There was quite a discussion held at the highest levels about the incident. Bryan’s boss did his best to defend his employee, arguing that he was facing strict deadlines and would not be dissuaded from completing his task on time. He should be lauded, not lambasted. The Black Widow tapped the tiled floor impatiently, then let out a silent hiss. Bryan flaunted the rules, she said, and disrespected an employee doing her job. She wanted an example set. Our legal mind, Rigor Mortis, addressed the question of whether following safety protocol was a condition of employment. The discussion went hither and thither till it landed square at the figure of our Solomonesque CEO, the Man from Glad.

He spoke softly but held the big stick. Bryan made a choice, he said. When it comes to safety, however, there is no choice. When it comes to respecting others, there is no choice. When it comes to adhering to company policy – especially one on which lives depend, there is no choice.

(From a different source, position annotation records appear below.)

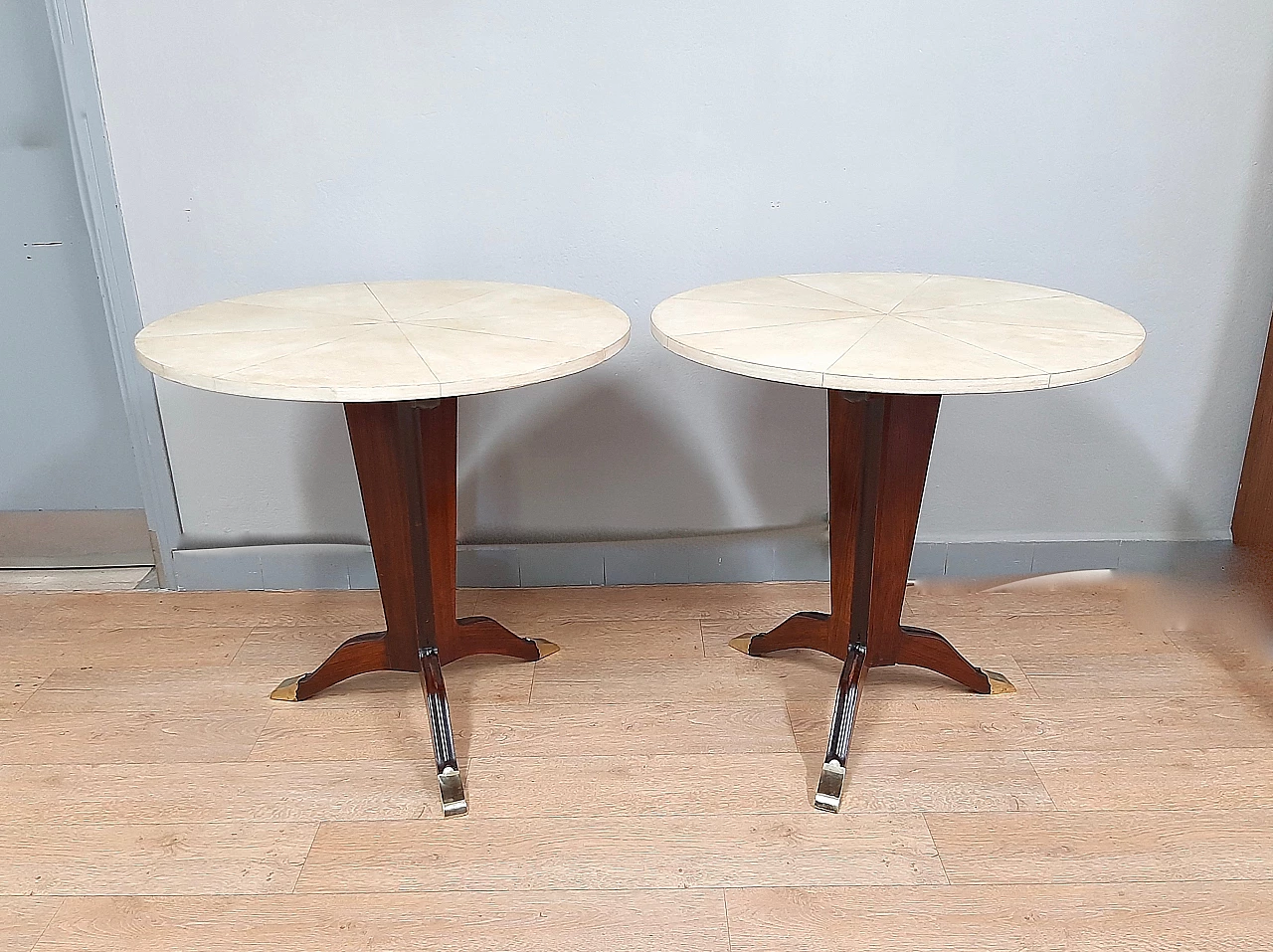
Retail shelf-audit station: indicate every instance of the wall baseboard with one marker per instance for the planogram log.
(787, 555)
(74, 538)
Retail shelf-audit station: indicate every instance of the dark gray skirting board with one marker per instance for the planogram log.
(788, 555)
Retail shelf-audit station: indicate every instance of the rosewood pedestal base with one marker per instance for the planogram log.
(878, 447)
(405, 455)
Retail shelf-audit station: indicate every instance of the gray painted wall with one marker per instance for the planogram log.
(1118, 149)
(64, 438)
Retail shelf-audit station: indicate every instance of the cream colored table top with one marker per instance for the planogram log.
(383, 341)
(899, 333)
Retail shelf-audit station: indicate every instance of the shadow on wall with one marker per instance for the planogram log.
(596, 459)
(600, 461)
(1226, 405)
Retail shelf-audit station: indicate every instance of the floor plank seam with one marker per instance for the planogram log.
(40, 938)
(937, 853)
(300, 872)
(724, 902)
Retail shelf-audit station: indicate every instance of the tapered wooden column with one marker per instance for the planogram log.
(405, 455)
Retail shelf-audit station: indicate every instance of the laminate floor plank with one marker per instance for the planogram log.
(296, 732)
(217, 793)
(154, 648)
(1003, 918)
(748, 783)
(627, 853)
(132, 737)
(160, 859)
(1173, 779)
(1124, 674)
(23, 919)
(494, 681)
(969, 722)
(1130, 846)
(667, 920)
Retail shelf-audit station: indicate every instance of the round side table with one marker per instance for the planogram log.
(886, 346)
(398, 354)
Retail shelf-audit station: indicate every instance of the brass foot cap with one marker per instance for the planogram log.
(286, 691)
(741, 643)
(999, 683)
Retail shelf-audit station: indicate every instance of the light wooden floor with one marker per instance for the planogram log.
(645, 788)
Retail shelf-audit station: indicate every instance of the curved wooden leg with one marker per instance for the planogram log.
(831, 780)
(806, 629)
(481, 636)
(928, 650)
(357, 656)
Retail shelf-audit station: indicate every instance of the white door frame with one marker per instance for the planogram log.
(99, 197)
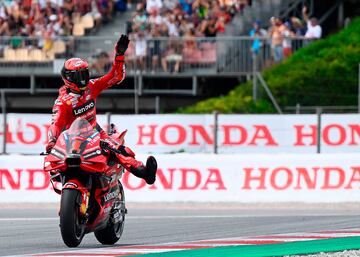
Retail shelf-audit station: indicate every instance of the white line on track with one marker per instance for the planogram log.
(134, 217)
(149, 217)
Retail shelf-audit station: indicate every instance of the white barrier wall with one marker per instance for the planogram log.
(210, 178)
(27, 133)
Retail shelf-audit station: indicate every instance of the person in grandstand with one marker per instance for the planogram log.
(77, 98)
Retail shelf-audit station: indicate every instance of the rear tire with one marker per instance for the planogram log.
(72, 230)
(112, 233)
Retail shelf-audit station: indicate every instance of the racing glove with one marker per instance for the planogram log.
(122, 45)
(50, 145)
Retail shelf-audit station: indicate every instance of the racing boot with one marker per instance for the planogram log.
(137, 168)
(148, 172)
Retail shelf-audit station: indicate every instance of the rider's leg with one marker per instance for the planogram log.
(127, 159)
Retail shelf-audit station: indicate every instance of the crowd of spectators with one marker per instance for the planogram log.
(283, 35)
(43, 21)
(177, 18)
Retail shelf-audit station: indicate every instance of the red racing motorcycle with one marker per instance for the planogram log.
(85, 172)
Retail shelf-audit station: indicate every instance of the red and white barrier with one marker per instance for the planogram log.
(210, 178)
(27, 133)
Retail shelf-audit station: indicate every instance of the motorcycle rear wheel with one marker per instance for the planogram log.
(112, 233)
(72, 231)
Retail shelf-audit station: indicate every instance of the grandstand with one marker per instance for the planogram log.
(178, 54)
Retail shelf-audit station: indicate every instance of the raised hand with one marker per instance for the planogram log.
(122, 45)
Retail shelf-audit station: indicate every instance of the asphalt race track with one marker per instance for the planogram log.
(35, 230)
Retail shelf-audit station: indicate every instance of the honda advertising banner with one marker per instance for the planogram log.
(311, 178)
(27, 133)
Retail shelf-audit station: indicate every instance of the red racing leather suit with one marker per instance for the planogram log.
(69, 106)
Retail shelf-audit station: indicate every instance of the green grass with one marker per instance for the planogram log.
(323, 73)
(270, 250)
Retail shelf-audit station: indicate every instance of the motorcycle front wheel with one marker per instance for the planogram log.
(72, 230)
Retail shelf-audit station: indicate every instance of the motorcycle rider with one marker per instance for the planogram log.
(77, 98)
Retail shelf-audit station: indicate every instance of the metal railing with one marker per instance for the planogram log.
(157, 56)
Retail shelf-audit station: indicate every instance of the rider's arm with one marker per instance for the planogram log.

If there is no choice, there is no need for discussion.

Bryan was suspended without pay for two weeks. He apologized to the fire marshal.

Throne for a Loop

Quid rides? Mutato nomine de te fabula narrator. (Why do you laugh? Change the name and this is your story.)

So here’s a few things you’ve got to know about black widow spiders. Not the Small Office version, not our head of human resources, filled with venom and shrouded in mystery though she is. No, the real black widows. They are rather shy creatures, preferring to stay low to the ground, hidden in dark corners. They seldom bite unless threatened or (literally) pressed hard and, even then, won’t necessarily waste their venom on you; they’d rather save it for a meal. The venom won’t kill, though it could make you quite ill.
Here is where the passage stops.